Publicado em: 03/02/2020 03:00 Atualizado em: 03/02/2020 10:13

Recife lotado. Abarrotado. Engarrafado. Colapsado. O professor Natanael, certa feita, não se conteve ao exaltar quão agradável é o Recife nos feriadões.  Sem os recifenses. Sem filas, ruas vazias. Convite a nele passear. Que verdadeiramente só conseguimos admirar a beleza de uma cidade quando andamos a pé. Quando podemos enquadrar cada traço que lhe confere a personalidade. Mais ainda quando se trata de uma anciã de 483 anos. Plena de personalidade e história, marcada no traço arquitetônico e urbanístico que a faz especial entre as capitais brasileiras. Mas como caminhar, se as calçadas estão destroçadas? E se o menor trajeto nos faz suar como em uma partida de futebol? Ou se arriscamos perder o celular ou a carteira?

Podemos mudar esse jogo. Depende de todos e de cada um de nós. Não dá pra esperar que tudo venha do poder público. Nem se deve culpá-lo por tudo. No trânsito, comportar-se com civilidade deveria ser a regra interiorizada por quem pretenda ser cidadão de verdade. Respeitar regras mínimas como a de não furar o sinal. Ou a de sempre conferir prioridade ao pedestre. Ou a de não buzinar por qualquer banal motivo. Ou a de não trafegar com lentidão na faixa esquerda. Sim, porque atrapalha o trânsito o motorista que dirige como se estivesse numa corrida de fórmula um. Mas não atrapalha menos aquele que dirige bem devagarinho na faixa que foi concebida para que o trânsito possa fluir. Ou de não fazer fila dupla ao levar o filho à escola. Outro dia um paulista aqui aportado nos advertiu. “Vocês pensam que ligar o pisca-pisca lhes dá o direito de parar o carro onde bem entendam”.

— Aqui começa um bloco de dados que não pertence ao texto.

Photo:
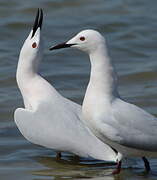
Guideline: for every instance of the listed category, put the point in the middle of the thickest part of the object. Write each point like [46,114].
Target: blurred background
[130,28]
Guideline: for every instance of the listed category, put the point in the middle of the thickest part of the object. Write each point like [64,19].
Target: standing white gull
[48,118]
[125,127]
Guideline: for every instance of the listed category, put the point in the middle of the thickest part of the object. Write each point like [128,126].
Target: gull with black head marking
[123,126]
[49,119]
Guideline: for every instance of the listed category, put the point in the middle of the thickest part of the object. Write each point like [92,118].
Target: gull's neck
[27,68]
[103,80]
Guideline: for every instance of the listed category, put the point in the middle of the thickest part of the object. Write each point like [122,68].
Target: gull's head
[31,48]
[87,40]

Tudo isso não deve nos impedir de enxergar a grande culpa do poder público. Claro que a péssima qualidade dos serviços públicos é agravante. Assim como a falta de planejamento e de boa gestão do trânsito. Irritam também as regras mal concebidas. Os recifenses hoje se sentem espoliados pela indústria das multas. Os limites de velocidade são estabelecidos exagerada e arbitrariamente. Aqui o limite é de 40 km, ali de 60, acolá de 30. A menor distração e tem um pardal ou lombada para nos impingir uma multa. Ganhando com esses abusos devem estar as empresas que os instalam. Sócias que se tornaram do estado coletor. Uma nova derrama. Por muito menos, os mineiros fizeram a Inconfidência contra os coletores-expropriadores do rei. E os pernambucanos, a Revolução de 1817. Esta, sim, uma revolução.

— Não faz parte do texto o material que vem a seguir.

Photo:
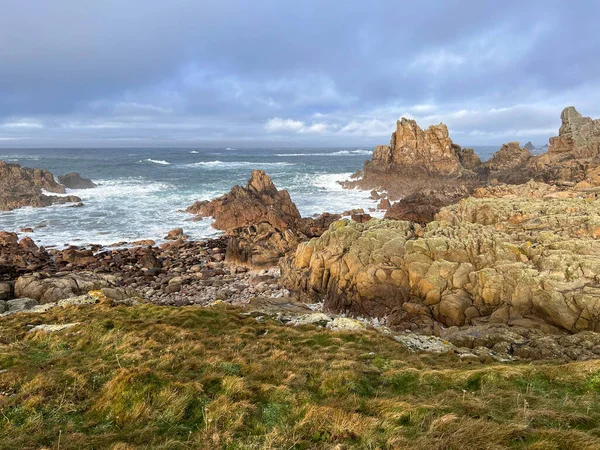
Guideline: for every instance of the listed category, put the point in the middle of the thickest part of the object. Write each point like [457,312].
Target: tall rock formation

Quando fixa regras tão arbitrárias, a prefeitura na verdade está tirando com uma mão o que pôs com a outra. Ao construir um binário, um viaduto, um túnel ou uma nova avenida, busca conferir velocidade à nossa mobilidade urbana. Mas, com a outra mão, não hesita em cancelar o benefício ao impor limites exagerados à velocidade. O resultado é que o Recife se transforma numa cidade parada. Ir de um bairro a outro pode nos custar uma hora ou mais. Perdemos tempo precioso que poderíamos consagrar ao trabalho, ao estudo, ao lazer e ao convívio familiar.

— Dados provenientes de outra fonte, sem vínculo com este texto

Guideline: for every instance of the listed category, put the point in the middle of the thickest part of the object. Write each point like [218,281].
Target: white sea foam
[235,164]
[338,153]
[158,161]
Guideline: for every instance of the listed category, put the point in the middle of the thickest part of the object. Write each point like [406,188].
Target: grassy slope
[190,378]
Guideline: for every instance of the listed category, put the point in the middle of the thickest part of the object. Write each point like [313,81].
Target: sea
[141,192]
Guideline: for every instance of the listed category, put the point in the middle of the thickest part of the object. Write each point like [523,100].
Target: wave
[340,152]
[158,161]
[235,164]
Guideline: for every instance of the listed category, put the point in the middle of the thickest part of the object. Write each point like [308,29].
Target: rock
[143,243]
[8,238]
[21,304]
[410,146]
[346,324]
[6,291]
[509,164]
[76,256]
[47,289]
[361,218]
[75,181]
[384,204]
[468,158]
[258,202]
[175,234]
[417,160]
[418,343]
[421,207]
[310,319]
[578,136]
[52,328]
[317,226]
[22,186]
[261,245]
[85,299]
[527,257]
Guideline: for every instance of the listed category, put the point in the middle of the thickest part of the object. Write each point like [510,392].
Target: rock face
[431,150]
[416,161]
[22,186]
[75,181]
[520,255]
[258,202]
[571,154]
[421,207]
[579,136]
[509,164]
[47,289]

A solução óbvia é o transporte público decente. Algo que, para nós, não passa de quimera. Superlotados, nossos ônibus não têm climatização. Nem oferecem trajetos que nos permitam abdicar do carro particular. Dia desses, visitei duas cidades que têm mais ou menos a mesma população do Recife. Praga e Budapeste. As linhas de ônibus, metrô e VLT permitem que nos desloquemos para qualquer ponto da cidade combinando várias linhas. Com o mesmo bilhete, vendido com base em tempos de validade. O resultado é que os engarrafamentos se tornam raros.

Quando podemos sentir um gostinho do que seria um Recife com mobilidade, é quando os recifenses estão fora das ruas. No carnaval, na praia, ou no interior. Aí os que ficam podem andar, dirigir e descobrir uma cidade que fica muito mais bela porque nua.